Die entsprechenden Verfahrensregeln des Gemeinsamen Bundesausschusses (G-BA) sind am 8. Dezember 2018 in Kraft getreten. Für den indikationsstellende Arzt - also den "Erstmeinungs-Arzt" - heißt das: Er muss den Patienten auf sein Recht auf eine unabhängige ärztlichen Zweitmeinung hinweisen. Der G-BA-Richtlinie zum Zweitmeinungsverfahren (Zm-RL) zufolge muss diese Aufklärung mündlich und verständlich erfolgen.

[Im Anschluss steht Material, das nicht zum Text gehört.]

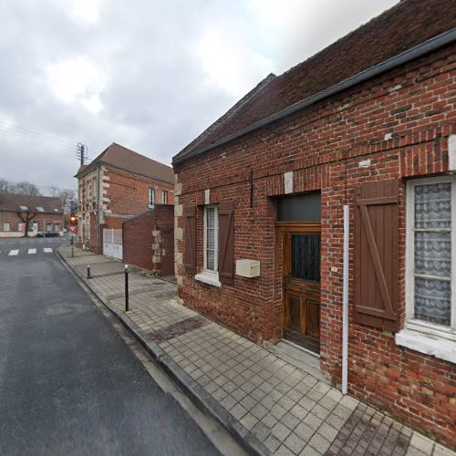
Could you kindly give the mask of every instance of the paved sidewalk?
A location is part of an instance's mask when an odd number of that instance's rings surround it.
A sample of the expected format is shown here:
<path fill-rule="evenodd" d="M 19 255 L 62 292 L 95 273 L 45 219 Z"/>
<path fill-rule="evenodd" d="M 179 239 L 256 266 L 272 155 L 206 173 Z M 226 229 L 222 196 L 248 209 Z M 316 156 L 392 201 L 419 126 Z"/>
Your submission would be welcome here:
<path fill-rule="evenodd" d="M 120 316 L 187 392 L 253 451 L 264 454 L 452 455 L 321 378 L 184 307 L 172 283 L 69 246 L 59 254 Z M 92 278 L 86 279 L 90 264 Z"/>

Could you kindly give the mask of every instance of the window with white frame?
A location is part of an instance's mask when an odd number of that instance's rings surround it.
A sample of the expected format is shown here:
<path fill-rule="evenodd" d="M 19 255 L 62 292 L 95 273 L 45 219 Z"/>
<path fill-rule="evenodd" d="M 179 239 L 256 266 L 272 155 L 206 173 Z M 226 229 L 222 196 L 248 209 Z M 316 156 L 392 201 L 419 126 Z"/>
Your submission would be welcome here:
<path fill-rule="evenodd" d="M 409 181 L 406 191 L 407 320 L 396 341 L 454 362 L 456 176 Z"/>
<path fill-rule="evenodd" d="M 155 205 L 155 189 L 149 189 L 149 207 Z"/>
<path fill-rule="evenodd" d="M 215 286 L 222 286 L 219 281 L 219 208 L 204 206 L 204 264 L 202 273 L 195 278 Z"/>
<path fill-rule="evenodd" d="M 217 272 L 219 260 L 219 214 L 217 206 L 204 208 L 204 269 Z"/>

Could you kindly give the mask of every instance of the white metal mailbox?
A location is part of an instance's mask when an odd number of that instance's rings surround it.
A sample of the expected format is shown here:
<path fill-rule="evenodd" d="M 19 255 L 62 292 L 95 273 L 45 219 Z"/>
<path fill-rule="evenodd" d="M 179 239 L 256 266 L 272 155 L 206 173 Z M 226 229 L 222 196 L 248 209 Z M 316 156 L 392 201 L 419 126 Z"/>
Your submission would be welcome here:
<path fill-rule="evenodd" d="M 258 277 L 260 262 L 257 260 L 236 260 L 236 275 L 243 277 Z"/>

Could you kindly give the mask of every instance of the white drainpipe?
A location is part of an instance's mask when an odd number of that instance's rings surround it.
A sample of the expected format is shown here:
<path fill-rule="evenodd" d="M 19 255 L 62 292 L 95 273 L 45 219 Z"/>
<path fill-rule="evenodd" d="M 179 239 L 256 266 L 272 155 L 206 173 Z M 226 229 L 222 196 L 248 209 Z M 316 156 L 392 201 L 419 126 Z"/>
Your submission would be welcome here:
<path fill-rule="evenodd" d="M 350 233 L 349 207 L 344 205 L 344 283 L 342 293 L 342 394 L 348 384 L 348 243 Z"/>

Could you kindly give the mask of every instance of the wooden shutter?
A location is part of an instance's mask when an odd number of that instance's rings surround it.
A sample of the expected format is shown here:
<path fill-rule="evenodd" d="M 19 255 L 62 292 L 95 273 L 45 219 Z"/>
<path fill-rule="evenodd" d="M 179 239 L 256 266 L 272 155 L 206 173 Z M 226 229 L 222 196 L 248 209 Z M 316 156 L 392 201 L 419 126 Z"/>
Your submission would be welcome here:
<path fill-rule="evenodd" d="M 185 208 L 185 267 L 196 273 L 196 206 Z"/>
<path fill-rule="evenodd" d="M 234 270 L 234 204 L 219 204 L 219 280 L 233 285 Z"/>
<path fill-rule="evenodd" d="M 355 197 L 355 320 L 396 330 L 399 181 L 366 182 Z"/>

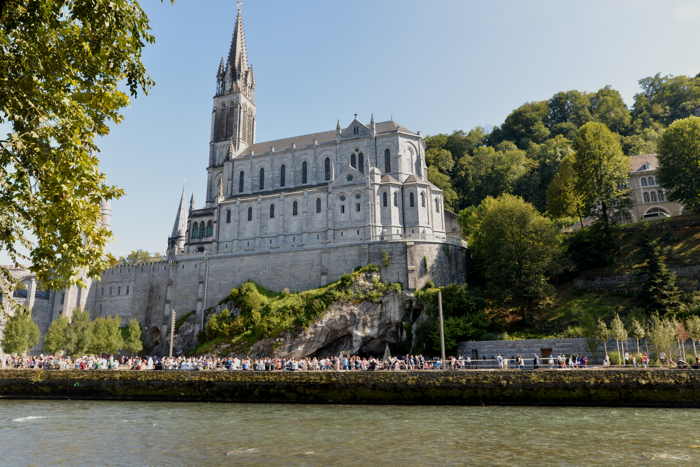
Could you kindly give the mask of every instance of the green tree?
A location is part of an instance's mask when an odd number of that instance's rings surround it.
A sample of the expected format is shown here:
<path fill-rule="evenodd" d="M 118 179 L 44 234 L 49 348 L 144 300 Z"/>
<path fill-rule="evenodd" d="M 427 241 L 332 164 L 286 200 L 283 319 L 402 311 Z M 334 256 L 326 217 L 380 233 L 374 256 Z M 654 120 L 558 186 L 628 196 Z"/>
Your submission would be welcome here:
<path fill-rule="evenodd" d="M 533 302 L 548 295 L 560 251 L 554 224 L 513 195 L 488 197 L 460 213 L 472 254 L 496 296 Z"/>
<path fill-rule="evenodd" d="M 25 309 L 17 309 L 5 323 L 2 348 L 6 353 L 24 354 L 39 342 L 39 326 Z"/>
<path fill-rule="evenodd" d="M 153 84 L 149 30 L 136 0 L 0 3 L 0 249 L 52 288 L 109 265 L 100 204 L 123 192 L 105 182 L 97 138 L 122 119 L 122 83 L 132 96 Z"/>
<path fill-rule="evenodd" d="M 124 333 L 124 350 L 130 354 L 138 354 L 143 350 L 141 340 L 141 325 L 135 319 L 129 320 L 129 325 Z"/>
<path fill-rule="evenodd" d="M 70 321 L 61 315 L 51 322 L 44 339 L 44 352 L 56 354 L 67 351 L 71 344 Z"/>
<path fill-rule="evenodd" d="M 74 310 L 70 322 L 68 348 L 69 355 L 85 355 L 92 346 L 92 321 L 87 311 Z"/>
<path fill-rule="evenodd" d="M 547 212 L 554 217 L 578 217 L 583 227 L 583 198 L 576 190 L 575 158 L 565 158 L 547 188 Z"/>
<path fill-rule="evenodd" d="M 659 182 L 669 199 L 700 212 L 700 117 L 678 120 L 661 136 Z"/>
<path fill-rule="evenodd" d="M 92 322 L 92 341 L 89 352 L 115 354 L 124 346 L 118 316 L 95 318 Z"/>
<path fill-rule="evenodd" d="M 574 140 L 576 159 L 576 191 L 582 197 L 586 212 L 610 224 L 610 209 L 624 194 L 629 174 L 627 158 L 618 137 L 602 123 L 583 125 Z"/>
<path fill-rule="evenodd" d="M 644 263 L 639 273 L 643 282 L 638 296 L 639 304 L 649 313 L 660 316 L 682 312 L 684 304 L 676 285 L 676 275 L 668 269 L 661 246 L 658 242 L 646 241 L 642 254 Z"/>

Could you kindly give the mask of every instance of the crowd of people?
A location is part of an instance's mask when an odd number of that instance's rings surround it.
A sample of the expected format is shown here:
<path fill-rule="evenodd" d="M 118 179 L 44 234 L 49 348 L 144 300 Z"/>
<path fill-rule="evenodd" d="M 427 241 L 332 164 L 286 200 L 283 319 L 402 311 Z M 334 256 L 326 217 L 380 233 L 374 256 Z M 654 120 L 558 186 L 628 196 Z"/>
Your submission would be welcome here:
<path fill-rule="evenodd" d="M 649 358 L 630 366 L 647 367 Z M 471 357 L 426 358 L 422 355 L 371 358 L 357 355 L 308 358 L 251 358 L 247 356 L 178 356 L 178 357 L 115 357 L 85 355 L 82 357 L 36 355 L 5 356 L 0 358 L 0 369 L 45 370 L 219 370 L 219 371 L 415 371 L 415 370 L 463 370 L 463 369 L 538 369 L 538 368 L 587 368 L 589 359 L 583 355 L 559 355 L 540 357 L 521 355 L 472 359 Z M 605 359 L 603 366 L 609 366 Z"/>

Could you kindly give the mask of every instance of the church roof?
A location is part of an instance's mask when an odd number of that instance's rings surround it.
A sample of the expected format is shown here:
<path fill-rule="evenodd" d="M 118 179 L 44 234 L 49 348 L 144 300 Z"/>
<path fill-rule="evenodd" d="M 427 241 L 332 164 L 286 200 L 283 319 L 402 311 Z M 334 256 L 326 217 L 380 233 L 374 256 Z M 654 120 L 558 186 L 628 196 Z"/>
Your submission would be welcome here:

Vergütung ab 1. Januar 2019 festgelegt

Ärzte können nun bei ihrer Kassenärztlichen Vereinigung eine Genehmigung beantragen, Zweitmeinungsleistungen abrechnen zu dürfen. Zweitmeinungsgebende Ärzte müssen die vom G-BA festgelegten Anforderungen an die besondere, eingriffsspezifische Qualifikation erfüllen. Zudem dürfen keine Interessenkonflikte vorliegen, die einer Unabhängigkeit der Zweitmeinung entgegenstehen.

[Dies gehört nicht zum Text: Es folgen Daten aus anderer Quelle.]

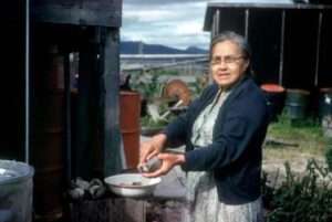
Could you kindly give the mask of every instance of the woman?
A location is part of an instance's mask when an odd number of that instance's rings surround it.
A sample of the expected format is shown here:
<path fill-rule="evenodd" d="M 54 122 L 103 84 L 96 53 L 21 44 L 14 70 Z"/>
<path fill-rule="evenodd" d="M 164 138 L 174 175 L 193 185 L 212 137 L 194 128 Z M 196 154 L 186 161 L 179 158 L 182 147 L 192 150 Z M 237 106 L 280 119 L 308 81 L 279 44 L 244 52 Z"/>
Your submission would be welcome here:
<path fill-rule="evenodd" d="M 187 171 L 190 222 L 259 222 L 261 145 L 268 114 L 266 98 L 249 76 L 246 40 L 224 32 L 211 42 L 214 84 L 193 102 L 186 114 L 141 145 L 141 160 L 157 156 L 162 167 L 145 177 L 167 173 L 180 165 Z M 162 152 L 181 141 L 185 154 Z"/>

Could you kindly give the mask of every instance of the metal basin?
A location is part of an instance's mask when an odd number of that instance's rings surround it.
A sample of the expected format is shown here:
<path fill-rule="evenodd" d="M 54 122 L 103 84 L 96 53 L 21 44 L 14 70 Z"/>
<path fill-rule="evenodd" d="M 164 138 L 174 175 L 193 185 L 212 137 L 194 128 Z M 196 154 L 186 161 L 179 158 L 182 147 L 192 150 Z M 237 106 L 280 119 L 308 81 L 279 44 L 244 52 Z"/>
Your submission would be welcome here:
<path fill-rule="evenodd" d="M 162 179 L 145 178 L 139 173 L 121 173 L 104 179 L 108 189 L 122 197 L 143 198 L 152 195 Z"/>

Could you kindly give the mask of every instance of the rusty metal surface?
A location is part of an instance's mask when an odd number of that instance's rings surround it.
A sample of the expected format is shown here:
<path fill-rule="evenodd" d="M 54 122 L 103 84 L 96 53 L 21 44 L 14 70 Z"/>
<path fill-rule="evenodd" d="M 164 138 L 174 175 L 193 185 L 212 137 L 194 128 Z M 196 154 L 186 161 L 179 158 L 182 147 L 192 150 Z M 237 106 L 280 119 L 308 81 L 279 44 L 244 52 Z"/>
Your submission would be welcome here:
<path fill-rule="evenodd" d="M 34 0 L 33 21 L 121 27 L 122 0 Z"/>

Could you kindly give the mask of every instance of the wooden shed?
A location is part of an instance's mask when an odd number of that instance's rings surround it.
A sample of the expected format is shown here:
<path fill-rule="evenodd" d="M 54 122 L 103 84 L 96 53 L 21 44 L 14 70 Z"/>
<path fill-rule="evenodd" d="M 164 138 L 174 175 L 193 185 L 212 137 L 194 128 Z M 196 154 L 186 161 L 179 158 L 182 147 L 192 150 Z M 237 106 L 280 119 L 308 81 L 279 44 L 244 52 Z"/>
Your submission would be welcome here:
<path fill-rule="evenodd" d="M 204 29 L 245 35 L 260 83 L 312 89 L 332 87 L 331 24 L 331 6 L 209 3 Z"/>
<path fill-rule="evenodd" d="M 34 221 L 62 221 L 72 178 L 122 170 L 122 0 L 13 0 L 0 11 L 0 158 L 34 167 Z"/>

Informationen über alle Ärzte, die aufgrund ihrer besonderen Qualifikation und Unabhängigkeit eine Zweitmeinung abgeben dürfen, werden von den Kassenärztlichen Vereinigungen und den Landeskrankenhausgesellschaften auf deren Internetseiten zur Verfügung gestellt. Versicherte können sich bei der Suche nach einem Zweitmeiner zudem an ihre Krankenkasse wenden.

Für die Aufklärung und Beratung im Zusammenhang mit einem ärztlichen Zweitmeinungsverfahren wird zum 1. Januar 2019 eine neue Gebührenordnungsposition (GOP) in den einheitlichen Bewertungsmaßstab (EBM) aufgenommen. Die beteiligten Ärzte rechnen ihre Leistungen, befristet bis Ende 2021, extrabudgetär ab.